Outgoing lawmakers qualify for nearly $1M since election day
Later this month, severance payments for the 26 MLAs no longer in the legislature following the 2020 election are set to run out.
Members who complete their term of office are automatically eligible for transitional assistance — the base MLA salary of $111,024 — for four months following an election. The ex-lawmakers were automatically looped into the program as of voting day.
Seven NDP MLAs and seven Liberal MLAs did not run again in the 2020 election, nor did Independent MLAs Andrew Weaver and Darryl Plecas. When the final ballots were counted, another ten Liberal incumbents lost their seats.
All told, four months of transition assistance for the 26 outgoing legislators adds up to a taxpayer tab of $925,201 — not including benefits. (Cabinet ministers or MLAs who served in additional legislative roles don’t get a severance boost, like they do with pensions).
Further funds available to help ex-members keep their pay grade
Outgoing MLAs who don’t pick up a plum new job are also eligible for extended financial support.
Depending on their post-politics earnings, ex-members can keep picking up another 11 months of their former base salary — up to 15 months in total.
The legislature will pick up the full tab for those who don’t score a new gig, or the difference between their new salary or pension, to ensure their earnings remain at the lawmaker level until January 2021 (although ex-MLAs can opt out, if they choose).

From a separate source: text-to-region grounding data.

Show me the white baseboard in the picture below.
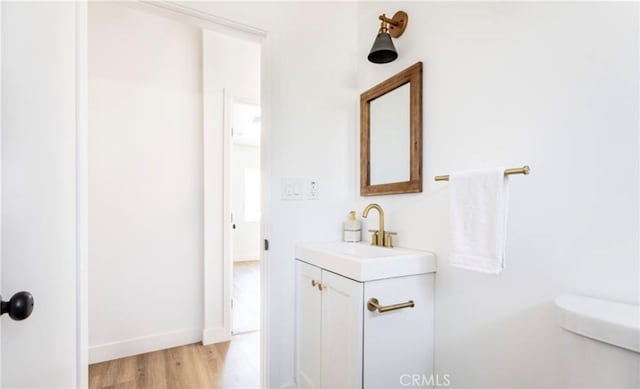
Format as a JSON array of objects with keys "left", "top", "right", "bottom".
[
  {"left": 202, "top": 326, "right": 231, "bottom": 345},
  {"left": 279, "top": 382, "right": 296, "bottom": 389},
  {"left": 233, "top": 257, "right": 260, "bottom": 263},
  {"left": 89, "top": 328, "right": 202, "bottom": 364}
]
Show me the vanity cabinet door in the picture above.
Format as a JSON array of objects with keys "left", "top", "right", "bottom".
[
  {"left": 320, "top": 271, "right": 364, "bottom": 389},
  {"left": 363, "top": 273, "right": 435, "bottom": 388},
  {"left": 296, "top": 261, "right": 323, "bottom": 389}
]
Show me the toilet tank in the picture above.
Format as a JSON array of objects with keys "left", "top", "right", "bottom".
[{"left": 555, "top": 294, "right": 640, "bottom": 388}]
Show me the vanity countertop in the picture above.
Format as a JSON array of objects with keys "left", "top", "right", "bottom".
[{"left": 295, "top": 241, "right": 436, "bottom": 282}]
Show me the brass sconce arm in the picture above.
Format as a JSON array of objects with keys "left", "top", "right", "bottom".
[{"left": 377, "top": 11, "right": 408, "bottom": 38}]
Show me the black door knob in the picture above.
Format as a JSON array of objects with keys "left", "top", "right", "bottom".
[{"left": 1, "top": 291, "right": 34, "bottom": 321}]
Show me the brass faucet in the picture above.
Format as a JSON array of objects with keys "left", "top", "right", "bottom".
[{"left": 362, "top": 203, "right": 396, "bottom": 247}]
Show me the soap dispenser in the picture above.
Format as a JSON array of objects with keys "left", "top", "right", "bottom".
[{"left": 343, "top": 211, "right": 361, "bottom": 243}]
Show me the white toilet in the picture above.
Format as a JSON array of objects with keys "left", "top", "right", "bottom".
[{"left": 555, "top": 294, "right": 640, "bottom": 388}]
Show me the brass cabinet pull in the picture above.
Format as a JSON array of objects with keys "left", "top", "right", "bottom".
[
  {"left": 367, "top": 297, "right": 415, "bottom": 313},
  {"left": 311, "top": 280, "right": 318, "bottom": 287}
]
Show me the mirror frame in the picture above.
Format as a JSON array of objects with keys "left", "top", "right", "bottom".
[{"left": 360, "top": 62, "right": 423, "bottom": 196}]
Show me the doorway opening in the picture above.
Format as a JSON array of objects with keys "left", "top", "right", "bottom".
[
  {"left": 203, "top": 21, "right": 265, "bottom": 389},
  {"left": 230, "top": 100, "right": 262, "bottom": 336},
  {"left": 86, "top": 2, "right": 267, "bottom": 388}
]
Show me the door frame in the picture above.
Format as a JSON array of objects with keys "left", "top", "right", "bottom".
[
  {"left": 76, "top": 1, "right": 89, "bottom": 387},
  {"left": 77, "top": 2, "right": 270, "bottom": 388}
]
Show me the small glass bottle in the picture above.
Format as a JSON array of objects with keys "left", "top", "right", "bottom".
[{"left": 343, "top": 211, "right": 361, "bottom": 243}]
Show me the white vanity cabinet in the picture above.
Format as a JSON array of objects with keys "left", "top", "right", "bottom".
[
  {"left": 295, "top": 242, "right": 435, "bottom": 389},
  {"left": 296, "top": 261, "right": 364, "bottom": 388}
]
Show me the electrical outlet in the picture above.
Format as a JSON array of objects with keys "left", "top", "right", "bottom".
[{"left": 308, "top": 179, "right": 319, "bottom": 200}]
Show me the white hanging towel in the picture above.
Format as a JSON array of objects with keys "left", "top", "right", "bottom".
[{"left": 449, "top": 168, "right": 509, "bottom": 274}]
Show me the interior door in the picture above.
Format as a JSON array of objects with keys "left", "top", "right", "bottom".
[{"left": 1, "top": 2, "right": 80, "bottom": 387}]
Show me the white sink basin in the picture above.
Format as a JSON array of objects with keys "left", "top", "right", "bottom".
[{"left": 295, "top": 242, "right": 436, "bottom": 282}]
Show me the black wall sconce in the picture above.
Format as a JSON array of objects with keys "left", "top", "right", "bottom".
[{"left": 368, "top": 11, "right": 409, "bottom": 64}]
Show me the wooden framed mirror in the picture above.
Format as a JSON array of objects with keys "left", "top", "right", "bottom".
[{"left": 360, "top": 62, "right": 422, "bottom": 196}]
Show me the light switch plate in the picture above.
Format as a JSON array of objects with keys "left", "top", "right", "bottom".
[{"left": 281, "top": 178, "right": 304, "bottom": 200}]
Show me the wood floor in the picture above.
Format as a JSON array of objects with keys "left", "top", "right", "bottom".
[
  {"left": 232, "top": 261, "right": 260, "bottom": 334},
  {"left": 89, "top": 332, "right": 260, "bottom": 389}
]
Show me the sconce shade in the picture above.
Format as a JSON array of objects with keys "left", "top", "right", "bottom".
[{"left": 368, "top": 32, "right": 398, "bottom": 64}]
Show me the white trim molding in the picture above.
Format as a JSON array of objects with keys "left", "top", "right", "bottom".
[
  {"left": 89, "top": 328, "right": 202, "bottom": 364},
  {"left": 137, "top": 1, "right": 266, "bottom": 42},
  {"left": 202, "top": 326, "right": 232, "bottom": 346},
  {"left": 75, "top": 1, "right": 89, "bottom": 387}
]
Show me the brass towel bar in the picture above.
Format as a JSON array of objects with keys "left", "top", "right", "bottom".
[{"left": 434, "top": 165, "right": 530, "bottom": 182}]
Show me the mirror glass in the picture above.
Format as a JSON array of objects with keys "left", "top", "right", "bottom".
[
  {"left": 369, "top": 83, "right": 410, "bottom": 185},
  {"left": 360, "top": 62, "right": 422, "bottom": 196}
]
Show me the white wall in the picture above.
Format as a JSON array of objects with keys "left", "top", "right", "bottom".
[
  {"left": 88, "top": 2, "right": 203, "bottom": 362},
  {"left": 356, "top": 2, "right": 639, "bottom": 388},
  {"left": 2, "top": 2, "right": 78, "bottom": 387},
  {"left": 192, "top": 2, "right": 359, "bottom": 386},
  {"left": 232, "top": 144, "right": 261, "bottom": 261}
]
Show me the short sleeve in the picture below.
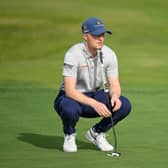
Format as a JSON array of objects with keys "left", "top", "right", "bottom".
[
  {"left": 104, "top": 47, "right": 119, "bottom": 78},
  {"left": 62, "top": 50, "right": 78, "bottom": 78}
]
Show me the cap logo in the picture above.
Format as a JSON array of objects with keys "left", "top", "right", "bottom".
[{"left": 97, "top": 21, "right": 102, "bottom": 25}]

There is also a $9,000 job retraining allowance available.
Between election day and the end of last year, MLAs continued to receive constituency office funds and living allowances for their Victoria-region housing, as well as reimbursement for “one final trip between Victoria and their constituency to clean out their Victoria office and/or accommodation.”
Neither the NDP or Liberal Party confirmed whether or not their exiting MLAs would be taking the payments.
Criticism and transparency
The generous transitional assistance program has drawn criticism from spending watchdogs and ex-MLAs alike.
The Canadian Taxpayers Federation has called the program “outrageous,” noting private sector workers rarely have access to similar assistance when they retire or are fired.
Former Liberal MLA Bill Barisoff received transitional assistance payments for “four or five months” after retiring from politics in 2017 but told Glacier Media he believed most of the MLAs who left office that year received the full 15 months of transitional assistance.
While the total amount of transition allowance paid out by the legislative assembly is reported, when applicable, as part of the assembly’s audited financial statements, determining which former members received transitional assistance and how much money they received has been impossible. In 1996, MLAs voted to keep transitional assistance and pension payments exempt from freedom of information laws.
But that is about to change. In November 2019, the Legislative Assembly Management Committee voted to require quarterly reporting on transitional assistance payments beginning after the next election.
Ex-MLAs receiving transitional assistance will get an opportunity to view the quarterly reports before they are publicly posted on the legislative assembly’s website.
The first quarterly reports are expected to be released in March, as part of the legislative assembly’s third quarter disclosures for 2020.